Yes, public land management is expensive. Federal government administration is expensive, as noted by all recent administrations as well as the Congress. So is a new home, a new car, or even most vacations we Americans take. But that is not to argue that we should abandon government improvement efforts. Government should be improved, and if the Government Performance Act of 1993 ever takes hold some of the costs of federal administration will better balance with the beneficial outcomes from that administration. And in part that balance will develop, assuming that it develops at all, due to partnerships between federal, state, county, and municipal government administrations working in concert with other organizations hand-in-glove for better government in general rather than locked in head-to-head competition one with another.

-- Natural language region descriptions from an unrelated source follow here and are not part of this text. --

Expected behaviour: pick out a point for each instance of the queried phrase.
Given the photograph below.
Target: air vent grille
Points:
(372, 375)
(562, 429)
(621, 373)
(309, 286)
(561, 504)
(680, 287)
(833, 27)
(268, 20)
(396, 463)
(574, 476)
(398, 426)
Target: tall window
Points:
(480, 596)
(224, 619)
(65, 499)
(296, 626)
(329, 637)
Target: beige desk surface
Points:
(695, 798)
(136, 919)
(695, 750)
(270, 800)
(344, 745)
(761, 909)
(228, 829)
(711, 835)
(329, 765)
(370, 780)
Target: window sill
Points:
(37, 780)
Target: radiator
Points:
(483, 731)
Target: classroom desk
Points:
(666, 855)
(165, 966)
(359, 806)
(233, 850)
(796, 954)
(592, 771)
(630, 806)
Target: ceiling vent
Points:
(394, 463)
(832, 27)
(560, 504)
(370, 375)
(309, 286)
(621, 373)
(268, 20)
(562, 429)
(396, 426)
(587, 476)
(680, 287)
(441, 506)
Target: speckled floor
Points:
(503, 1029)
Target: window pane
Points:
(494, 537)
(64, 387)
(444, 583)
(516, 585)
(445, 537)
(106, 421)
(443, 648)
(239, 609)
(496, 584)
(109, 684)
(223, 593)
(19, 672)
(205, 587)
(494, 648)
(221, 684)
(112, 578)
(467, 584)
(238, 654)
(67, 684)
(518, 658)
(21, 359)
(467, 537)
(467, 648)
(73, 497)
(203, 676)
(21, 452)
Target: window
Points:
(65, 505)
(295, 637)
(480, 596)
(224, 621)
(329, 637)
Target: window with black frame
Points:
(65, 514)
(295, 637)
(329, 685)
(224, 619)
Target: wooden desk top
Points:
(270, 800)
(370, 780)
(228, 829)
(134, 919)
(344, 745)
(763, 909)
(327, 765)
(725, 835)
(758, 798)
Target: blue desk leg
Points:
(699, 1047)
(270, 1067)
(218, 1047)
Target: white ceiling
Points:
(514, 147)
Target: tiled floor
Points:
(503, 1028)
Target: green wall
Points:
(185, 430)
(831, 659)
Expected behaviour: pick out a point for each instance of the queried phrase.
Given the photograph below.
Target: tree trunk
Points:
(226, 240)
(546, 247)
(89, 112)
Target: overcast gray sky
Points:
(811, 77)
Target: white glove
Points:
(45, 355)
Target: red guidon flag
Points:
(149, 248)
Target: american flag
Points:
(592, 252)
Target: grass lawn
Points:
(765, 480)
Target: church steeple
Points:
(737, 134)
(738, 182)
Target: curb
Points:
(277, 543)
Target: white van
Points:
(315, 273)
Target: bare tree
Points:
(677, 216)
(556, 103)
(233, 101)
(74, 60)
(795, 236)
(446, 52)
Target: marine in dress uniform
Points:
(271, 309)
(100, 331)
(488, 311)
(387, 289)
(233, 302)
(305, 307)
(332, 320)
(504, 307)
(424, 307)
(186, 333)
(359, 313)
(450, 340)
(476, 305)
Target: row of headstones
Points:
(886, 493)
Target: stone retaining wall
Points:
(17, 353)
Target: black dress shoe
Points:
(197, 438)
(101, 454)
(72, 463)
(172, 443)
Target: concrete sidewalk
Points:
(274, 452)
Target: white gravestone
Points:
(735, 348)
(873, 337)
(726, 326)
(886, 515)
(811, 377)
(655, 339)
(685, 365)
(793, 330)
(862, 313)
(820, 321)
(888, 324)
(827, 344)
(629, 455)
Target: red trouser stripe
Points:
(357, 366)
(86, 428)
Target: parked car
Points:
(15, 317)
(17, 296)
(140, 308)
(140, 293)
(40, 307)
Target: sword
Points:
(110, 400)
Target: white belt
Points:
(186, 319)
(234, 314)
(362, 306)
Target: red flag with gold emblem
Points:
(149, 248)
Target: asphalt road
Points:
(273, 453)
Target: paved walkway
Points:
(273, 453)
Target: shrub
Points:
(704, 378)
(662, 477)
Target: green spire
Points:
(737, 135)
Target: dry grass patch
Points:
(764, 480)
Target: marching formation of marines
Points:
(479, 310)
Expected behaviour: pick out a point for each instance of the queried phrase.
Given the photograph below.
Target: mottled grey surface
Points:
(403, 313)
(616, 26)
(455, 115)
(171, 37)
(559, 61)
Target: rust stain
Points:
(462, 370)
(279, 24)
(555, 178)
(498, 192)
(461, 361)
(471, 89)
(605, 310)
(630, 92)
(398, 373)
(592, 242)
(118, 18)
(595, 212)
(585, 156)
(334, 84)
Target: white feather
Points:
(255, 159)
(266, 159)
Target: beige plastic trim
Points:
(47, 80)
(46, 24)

As we begin to discuss these matters maybe we can find better roles for government generally and specifically in the hierarchy from local to federal government. But to ask right now, out-of-context, if federal government administration is too expensive is to ask a question anchored in air. Throughout the government, agencies at all levels are busy redefining their respective roles and attempting to find ways to work together for better and shared outcomes. But in doing so they are bucking tides of 200 years of procedure and protocol, laying out respective "turf to be protected and lines of competition". It will be a painful process to effect what Vice President Al Gore described as a government that works better and costs less. On balance, it looks likely that there are no easy resolutions to federal lands dilemma. Simple schemes to transfer federal lands to states or counties, will very likely create more problems than are resolved.